Hi, I have some legacy CUDA code with a few kernels and quite a few
large arrays. In most cases these are shadowed, ie the
array exists on both host and GPU. This is to ease the orgnanisation of transfers
between the host and the GPU and (in some cases) back again.
As more powerful GPUs have been introduced,
we have been setting the size of some of the buffers by the
amount of free space on the GPU. Mostly this works. But recently the range
of size of data to be processed by the user has also increased and sometimes
the buffer size calculation has gone wrong.

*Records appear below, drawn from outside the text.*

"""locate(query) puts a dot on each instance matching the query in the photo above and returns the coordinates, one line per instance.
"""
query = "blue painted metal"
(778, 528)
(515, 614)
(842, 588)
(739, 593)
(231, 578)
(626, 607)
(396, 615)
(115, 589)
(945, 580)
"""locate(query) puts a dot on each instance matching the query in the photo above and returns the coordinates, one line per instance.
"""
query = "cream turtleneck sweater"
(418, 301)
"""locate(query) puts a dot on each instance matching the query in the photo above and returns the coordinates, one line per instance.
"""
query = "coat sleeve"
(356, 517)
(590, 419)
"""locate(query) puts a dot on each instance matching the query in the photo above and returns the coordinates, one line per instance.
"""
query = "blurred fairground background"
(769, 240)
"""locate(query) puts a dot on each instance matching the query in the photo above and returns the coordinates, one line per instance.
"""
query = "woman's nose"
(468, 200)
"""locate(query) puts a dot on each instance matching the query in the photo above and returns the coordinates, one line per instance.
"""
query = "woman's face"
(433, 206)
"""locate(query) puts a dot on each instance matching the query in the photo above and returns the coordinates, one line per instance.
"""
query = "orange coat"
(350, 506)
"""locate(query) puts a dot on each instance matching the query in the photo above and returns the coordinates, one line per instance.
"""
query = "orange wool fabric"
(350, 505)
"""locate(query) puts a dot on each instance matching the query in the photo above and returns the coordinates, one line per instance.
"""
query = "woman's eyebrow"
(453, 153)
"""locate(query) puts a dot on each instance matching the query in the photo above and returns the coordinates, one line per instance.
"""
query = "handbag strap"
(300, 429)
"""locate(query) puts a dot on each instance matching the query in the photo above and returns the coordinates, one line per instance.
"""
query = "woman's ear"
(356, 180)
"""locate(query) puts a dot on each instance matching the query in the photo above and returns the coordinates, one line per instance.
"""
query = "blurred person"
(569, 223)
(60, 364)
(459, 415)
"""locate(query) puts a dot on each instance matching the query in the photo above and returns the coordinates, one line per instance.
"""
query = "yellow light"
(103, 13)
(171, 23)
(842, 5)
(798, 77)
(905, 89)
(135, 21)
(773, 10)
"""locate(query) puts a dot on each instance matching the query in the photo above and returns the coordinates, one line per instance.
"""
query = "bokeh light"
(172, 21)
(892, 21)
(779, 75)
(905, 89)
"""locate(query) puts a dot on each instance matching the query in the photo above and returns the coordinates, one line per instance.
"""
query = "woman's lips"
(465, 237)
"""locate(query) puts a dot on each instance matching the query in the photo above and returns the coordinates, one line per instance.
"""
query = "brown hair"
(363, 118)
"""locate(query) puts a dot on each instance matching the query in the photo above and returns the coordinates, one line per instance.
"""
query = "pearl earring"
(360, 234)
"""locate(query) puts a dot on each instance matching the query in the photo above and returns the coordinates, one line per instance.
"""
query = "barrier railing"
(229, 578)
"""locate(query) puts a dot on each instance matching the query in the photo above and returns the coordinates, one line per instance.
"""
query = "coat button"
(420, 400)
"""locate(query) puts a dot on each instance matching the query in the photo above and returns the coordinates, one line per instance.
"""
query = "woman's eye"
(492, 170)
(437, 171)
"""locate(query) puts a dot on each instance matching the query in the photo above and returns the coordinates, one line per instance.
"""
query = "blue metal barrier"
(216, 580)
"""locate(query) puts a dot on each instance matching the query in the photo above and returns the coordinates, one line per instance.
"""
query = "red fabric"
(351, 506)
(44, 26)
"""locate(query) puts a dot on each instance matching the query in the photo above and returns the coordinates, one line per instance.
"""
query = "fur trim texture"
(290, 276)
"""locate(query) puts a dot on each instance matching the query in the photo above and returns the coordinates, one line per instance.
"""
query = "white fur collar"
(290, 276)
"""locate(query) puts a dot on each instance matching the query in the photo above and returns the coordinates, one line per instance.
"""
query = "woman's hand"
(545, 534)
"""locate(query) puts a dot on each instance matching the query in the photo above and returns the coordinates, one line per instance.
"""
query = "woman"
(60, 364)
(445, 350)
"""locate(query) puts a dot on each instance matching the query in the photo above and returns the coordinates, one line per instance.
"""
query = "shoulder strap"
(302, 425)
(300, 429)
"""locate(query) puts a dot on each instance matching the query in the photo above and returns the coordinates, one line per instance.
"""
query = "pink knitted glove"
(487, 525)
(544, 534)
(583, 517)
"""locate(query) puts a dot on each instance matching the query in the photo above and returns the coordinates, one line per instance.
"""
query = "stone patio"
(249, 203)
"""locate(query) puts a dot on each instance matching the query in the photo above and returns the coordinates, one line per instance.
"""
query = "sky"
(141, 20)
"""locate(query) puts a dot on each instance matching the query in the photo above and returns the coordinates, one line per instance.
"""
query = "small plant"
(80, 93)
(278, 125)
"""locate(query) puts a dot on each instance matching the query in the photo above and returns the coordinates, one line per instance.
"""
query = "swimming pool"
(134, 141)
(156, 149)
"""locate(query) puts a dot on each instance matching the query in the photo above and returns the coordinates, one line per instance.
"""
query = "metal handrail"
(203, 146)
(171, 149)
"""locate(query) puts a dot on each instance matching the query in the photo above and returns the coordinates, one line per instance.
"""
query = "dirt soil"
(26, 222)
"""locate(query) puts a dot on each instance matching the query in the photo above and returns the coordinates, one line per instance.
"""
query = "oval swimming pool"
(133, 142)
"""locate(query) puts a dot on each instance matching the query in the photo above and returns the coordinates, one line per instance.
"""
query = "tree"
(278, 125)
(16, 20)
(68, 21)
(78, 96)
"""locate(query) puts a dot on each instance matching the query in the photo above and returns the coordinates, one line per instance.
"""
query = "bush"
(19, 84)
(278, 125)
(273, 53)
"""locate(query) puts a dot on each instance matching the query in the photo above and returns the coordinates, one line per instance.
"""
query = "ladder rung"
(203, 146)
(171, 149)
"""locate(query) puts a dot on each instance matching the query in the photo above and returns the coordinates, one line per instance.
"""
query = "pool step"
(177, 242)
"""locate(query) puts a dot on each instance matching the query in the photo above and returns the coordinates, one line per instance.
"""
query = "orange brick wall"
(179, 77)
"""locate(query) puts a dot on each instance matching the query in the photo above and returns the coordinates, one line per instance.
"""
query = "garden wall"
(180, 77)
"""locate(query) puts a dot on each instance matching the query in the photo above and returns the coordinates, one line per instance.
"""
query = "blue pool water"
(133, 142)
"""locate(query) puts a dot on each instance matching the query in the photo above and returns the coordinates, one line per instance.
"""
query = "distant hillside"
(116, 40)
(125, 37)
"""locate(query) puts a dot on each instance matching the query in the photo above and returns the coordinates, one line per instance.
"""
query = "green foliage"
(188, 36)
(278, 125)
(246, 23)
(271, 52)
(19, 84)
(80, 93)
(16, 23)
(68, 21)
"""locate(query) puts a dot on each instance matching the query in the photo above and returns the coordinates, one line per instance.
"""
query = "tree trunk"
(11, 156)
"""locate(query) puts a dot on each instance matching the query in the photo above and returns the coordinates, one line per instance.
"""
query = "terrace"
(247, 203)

I guess we should just fix the
bug, but there are many arrays of different sizes and keeping track of
how much memory we think they will take compared to how much memory CUDA
thinks is free on the GPU, is getting increasingly complicated (and so error
prone).
Has anyone else experienced this problem?
I was wondering about making our code more resilient, in the sense that instead
of aborting when CUDA says there is no memory left on the card, we should free
everything, half the buffer size and try again.
Can anyone see problems with this?
Will this be ok on virtual machines running in the cloud?
Will this fragment the GPU’s memory?
Should we also reset the GPU?
Any views on downsides of doing a reset?
(increasingly the GPU is in a remote machine room)
If we have to do the buffer calculation properly, does anyone have any advice
on the best way to organise out code so that maintaining it is not such
a nightmare?
Getting the buffer size right (ie as big, but no bigger, will support) seems to
give a 10-20% performance boost, so it seems worth doing.
Any help or advice would be most welcome
Bill